Still, England did rule the waves. The way they built their ships in the 1800s, junior officers and the wounded bunked in a pit called the cogge, which morphed into cockpit. Despite rampant rumors, the term doesn’t come from the space where roosters fight to the death.

That brings us to the word you’ve all been waiting for. In his 1866 paper On Aerial Locomotion, Francis Wenham coined aeroplane—although he used it to refer to straight, nonflexing wings like those found on beetles, instead of flapping wings like birds. After the Wrights succeeded, the Brits began using it to refer to their flying machines, and so Americans began using it too—only in our distaste for their spelling (Colour? Flavour? Aluminium? Come on!), we eventually altered it to airplane.

As an aside, a real pilot never says plane. “A plane’s something you use to shave wood,” an instructor once spat at me. This guy wore a toupee and had a single, curly black hair growing from the bridge of his nose, and he looked scary enough that I never said plane again—unless I needed to shave wood.

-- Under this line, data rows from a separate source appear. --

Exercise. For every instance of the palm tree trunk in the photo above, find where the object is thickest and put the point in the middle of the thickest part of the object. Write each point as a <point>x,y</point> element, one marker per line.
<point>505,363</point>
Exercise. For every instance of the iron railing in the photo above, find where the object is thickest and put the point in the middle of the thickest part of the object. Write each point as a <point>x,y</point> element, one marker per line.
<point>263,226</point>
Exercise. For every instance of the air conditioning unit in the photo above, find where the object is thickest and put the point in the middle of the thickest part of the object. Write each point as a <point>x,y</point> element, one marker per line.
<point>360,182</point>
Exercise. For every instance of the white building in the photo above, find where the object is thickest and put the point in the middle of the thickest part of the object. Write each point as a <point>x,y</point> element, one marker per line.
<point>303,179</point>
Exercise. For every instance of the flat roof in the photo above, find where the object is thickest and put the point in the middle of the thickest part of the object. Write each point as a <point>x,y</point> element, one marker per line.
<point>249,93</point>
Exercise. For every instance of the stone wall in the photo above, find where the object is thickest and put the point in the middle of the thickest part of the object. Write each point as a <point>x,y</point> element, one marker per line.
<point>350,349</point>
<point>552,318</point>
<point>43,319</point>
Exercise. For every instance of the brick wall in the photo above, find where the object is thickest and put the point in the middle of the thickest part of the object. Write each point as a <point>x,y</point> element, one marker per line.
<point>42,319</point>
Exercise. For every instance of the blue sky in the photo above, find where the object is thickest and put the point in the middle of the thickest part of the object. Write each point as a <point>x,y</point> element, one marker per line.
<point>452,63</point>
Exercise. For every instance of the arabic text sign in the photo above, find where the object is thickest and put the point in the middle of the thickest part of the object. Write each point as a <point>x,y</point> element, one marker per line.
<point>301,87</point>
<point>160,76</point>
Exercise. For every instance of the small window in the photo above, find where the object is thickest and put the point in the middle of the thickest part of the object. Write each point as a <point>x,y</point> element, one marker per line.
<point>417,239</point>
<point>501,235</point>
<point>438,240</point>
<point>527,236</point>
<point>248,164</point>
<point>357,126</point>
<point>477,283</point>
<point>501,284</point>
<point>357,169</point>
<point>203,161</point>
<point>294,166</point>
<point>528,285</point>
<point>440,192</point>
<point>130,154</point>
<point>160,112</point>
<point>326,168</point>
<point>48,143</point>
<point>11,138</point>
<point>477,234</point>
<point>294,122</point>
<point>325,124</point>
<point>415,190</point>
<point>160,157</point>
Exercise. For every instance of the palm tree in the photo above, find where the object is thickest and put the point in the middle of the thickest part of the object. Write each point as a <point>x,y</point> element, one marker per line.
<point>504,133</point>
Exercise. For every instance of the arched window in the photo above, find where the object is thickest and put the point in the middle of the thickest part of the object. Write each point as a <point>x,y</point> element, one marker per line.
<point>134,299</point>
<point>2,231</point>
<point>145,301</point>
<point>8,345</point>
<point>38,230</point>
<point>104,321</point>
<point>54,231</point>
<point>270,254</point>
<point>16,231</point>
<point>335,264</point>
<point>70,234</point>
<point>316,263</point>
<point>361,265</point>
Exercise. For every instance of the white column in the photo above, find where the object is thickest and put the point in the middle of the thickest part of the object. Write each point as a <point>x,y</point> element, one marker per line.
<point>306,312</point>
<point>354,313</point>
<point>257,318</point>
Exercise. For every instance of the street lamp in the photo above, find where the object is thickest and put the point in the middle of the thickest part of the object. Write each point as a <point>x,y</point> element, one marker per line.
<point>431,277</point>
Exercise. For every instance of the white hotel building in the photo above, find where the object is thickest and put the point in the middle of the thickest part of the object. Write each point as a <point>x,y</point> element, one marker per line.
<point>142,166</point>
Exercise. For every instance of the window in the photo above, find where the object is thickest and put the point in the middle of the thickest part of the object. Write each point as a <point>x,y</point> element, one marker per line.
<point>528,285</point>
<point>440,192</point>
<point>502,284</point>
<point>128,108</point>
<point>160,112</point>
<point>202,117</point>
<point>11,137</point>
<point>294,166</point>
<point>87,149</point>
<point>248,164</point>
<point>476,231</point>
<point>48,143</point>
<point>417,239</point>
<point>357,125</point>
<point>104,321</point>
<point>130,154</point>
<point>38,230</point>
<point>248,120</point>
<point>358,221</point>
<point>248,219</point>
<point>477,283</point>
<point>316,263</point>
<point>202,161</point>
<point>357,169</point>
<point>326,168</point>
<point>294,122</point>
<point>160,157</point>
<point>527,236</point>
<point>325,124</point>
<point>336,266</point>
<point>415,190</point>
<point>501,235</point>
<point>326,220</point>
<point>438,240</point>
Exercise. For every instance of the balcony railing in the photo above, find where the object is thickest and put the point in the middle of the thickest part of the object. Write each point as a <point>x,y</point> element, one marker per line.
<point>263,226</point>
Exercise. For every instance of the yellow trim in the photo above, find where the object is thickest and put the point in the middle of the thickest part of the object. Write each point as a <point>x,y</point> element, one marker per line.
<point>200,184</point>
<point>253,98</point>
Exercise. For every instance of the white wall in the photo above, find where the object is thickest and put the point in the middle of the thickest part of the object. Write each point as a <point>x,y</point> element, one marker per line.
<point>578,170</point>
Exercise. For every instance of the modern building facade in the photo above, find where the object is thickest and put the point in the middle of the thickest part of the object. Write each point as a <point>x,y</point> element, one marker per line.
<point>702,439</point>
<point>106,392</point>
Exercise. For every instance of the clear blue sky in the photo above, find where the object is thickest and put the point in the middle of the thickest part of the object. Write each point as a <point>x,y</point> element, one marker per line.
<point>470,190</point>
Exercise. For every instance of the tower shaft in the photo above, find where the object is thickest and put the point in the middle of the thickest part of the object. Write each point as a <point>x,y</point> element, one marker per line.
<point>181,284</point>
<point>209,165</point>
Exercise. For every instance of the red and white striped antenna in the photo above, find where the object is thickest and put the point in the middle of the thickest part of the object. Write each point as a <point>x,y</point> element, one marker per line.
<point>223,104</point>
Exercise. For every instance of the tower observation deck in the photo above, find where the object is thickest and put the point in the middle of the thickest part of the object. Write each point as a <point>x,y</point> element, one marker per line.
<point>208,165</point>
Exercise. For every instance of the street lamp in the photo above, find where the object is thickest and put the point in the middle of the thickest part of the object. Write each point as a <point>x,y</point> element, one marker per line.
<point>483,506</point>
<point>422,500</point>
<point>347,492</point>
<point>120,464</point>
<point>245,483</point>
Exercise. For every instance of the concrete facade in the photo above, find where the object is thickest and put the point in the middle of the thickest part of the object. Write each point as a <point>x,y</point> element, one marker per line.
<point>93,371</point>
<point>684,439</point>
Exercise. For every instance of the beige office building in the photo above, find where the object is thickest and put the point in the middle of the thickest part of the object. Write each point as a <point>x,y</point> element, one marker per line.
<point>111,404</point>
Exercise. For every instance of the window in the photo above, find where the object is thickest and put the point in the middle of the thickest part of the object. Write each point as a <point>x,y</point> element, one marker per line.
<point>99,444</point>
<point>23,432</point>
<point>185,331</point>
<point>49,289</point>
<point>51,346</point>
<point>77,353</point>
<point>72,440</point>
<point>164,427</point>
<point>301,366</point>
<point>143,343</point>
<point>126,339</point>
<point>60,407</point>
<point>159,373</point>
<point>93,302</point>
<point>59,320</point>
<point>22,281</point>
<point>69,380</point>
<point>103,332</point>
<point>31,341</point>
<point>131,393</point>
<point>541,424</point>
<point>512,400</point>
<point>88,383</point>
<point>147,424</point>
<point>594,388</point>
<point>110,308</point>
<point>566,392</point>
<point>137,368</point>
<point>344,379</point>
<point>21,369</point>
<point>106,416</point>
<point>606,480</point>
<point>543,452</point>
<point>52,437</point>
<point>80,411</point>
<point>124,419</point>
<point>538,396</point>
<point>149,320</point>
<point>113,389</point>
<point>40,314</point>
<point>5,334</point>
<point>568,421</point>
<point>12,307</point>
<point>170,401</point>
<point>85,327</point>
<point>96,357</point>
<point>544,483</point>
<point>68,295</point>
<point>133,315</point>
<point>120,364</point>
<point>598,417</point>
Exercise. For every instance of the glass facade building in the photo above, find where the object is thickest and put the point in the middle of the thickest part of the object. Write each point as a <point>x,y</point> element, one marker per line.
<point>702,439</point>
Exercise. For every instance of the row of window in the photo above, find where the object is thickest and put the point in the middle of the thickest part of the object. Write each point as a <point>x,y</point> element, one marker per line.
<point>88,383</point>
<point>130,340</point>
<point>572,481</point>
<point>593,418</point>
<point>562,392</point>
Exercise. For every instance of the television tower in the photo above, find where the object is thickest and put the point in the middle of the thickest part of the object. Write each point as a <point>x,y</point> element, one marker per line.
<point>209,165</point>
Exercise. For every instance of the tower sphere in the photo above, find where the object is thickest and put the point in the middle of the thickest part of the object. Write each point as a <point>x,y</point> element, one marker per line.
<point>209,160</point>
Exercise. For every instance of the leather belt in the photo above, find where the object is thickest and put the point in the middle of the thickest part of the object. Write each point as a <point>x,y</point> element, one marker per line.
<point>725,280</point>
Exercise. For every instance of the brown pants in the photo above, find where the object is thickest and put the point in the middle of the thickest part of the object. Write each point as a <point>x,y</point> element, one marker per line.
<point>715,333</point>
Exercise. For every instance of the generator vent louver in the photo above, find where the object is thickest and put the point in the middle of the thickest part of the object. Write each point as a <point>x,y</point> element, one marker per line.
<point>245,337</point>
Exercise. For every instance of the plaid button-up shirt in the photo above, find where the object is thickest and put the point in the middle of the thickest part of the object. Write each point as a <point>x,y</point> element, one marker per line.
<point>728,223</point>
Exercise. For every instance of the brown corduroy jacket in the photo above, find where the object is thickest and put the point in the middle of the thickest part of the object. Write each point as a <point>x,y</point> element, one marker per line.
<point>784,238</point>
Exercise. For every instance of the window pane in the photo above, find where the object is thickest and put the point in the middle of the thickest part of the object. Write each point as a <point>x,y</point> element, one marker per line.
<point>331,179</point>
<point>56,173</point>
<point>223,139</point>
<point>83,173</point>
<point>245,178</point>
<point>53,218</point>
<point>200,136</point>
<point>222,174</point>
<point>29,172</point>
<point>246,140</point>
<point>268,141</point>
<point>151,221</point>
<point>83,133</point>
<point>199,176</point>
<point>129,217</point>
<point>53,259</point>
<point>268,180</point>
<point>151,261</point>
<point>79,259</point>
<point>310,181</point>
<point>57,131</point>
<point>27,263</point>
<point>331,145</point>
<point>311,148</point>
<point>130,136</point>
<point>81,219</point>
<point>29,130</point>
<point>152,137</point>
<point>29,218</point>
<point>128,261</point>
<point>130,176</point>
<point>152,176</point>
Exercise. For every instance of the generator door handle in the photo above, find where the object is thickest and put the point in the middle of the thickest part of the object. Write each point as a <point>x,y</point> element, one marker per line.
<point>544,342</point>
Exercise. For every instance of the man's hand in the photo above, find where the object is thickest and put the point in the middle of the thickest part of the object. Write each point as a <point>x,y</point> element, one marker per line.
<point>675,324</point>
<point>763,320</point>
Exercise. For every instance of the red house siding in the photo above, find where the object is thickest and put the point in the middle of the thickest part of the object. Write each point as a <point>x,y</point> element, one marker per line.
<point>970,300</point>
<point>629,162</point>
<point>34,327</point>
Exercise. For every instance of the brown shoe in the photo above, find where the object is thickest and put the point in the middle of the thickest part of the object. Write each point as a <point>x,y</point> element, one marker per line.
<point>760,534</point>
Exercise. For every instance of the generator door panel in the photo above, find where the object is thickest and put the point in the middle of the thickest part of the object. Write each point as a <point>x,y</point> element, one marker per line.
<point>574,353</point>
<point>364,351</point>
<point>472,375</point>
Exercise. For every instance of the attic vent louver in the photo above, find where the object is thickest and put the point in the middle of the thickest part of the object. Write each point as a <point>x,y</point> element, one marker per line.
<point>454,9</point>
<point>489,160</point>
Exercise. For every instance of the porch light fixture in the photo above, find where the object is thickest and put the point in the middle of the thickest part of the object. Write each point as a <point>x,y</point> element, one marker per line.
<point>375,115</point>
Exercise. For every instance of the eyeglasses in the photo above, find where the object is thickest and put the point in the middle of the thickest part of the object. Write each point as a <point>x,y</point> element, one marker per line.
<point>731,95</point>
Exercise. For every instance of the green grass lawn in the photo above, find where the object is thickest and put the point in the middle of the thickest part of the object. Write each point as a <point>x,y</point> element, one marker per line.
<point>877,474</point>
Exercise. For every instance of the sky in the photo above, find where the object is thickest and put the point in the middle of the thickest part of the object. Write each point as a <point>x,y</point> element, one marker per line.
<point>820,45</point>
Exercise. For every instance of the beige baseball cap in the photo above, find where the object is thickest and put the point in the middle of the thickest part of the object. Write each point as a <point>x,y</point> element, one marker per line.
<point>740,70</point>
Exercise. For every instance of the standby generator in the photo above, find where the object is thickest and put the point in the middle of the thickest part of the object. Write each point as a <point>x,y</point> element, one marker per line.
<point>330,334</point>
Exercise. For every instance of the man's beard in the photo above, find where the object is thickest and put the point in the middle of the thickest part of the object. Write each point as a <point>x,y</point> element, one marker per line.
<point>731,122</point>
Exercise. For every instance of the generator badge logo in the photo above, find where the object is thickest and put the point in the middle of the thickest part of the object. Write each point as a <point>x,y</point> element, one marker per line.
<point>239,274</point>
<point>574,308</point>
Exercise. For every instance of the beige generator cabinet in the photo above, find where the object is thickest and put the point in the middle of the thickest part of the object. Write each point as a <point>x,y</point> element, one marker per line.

The Wrights co-opted the nautical word rudder, which is so old that it’s actually Old German for oar, one of which the Vikings used to steer their vessels when they went to conquer England. Go back even further to ancient Greece, whose word for oar is pedon. That’s how the French steersman became known as the pilote. Yeah, sorry, Orville and Wilbur, but aeroplanist just didn’t make the cut.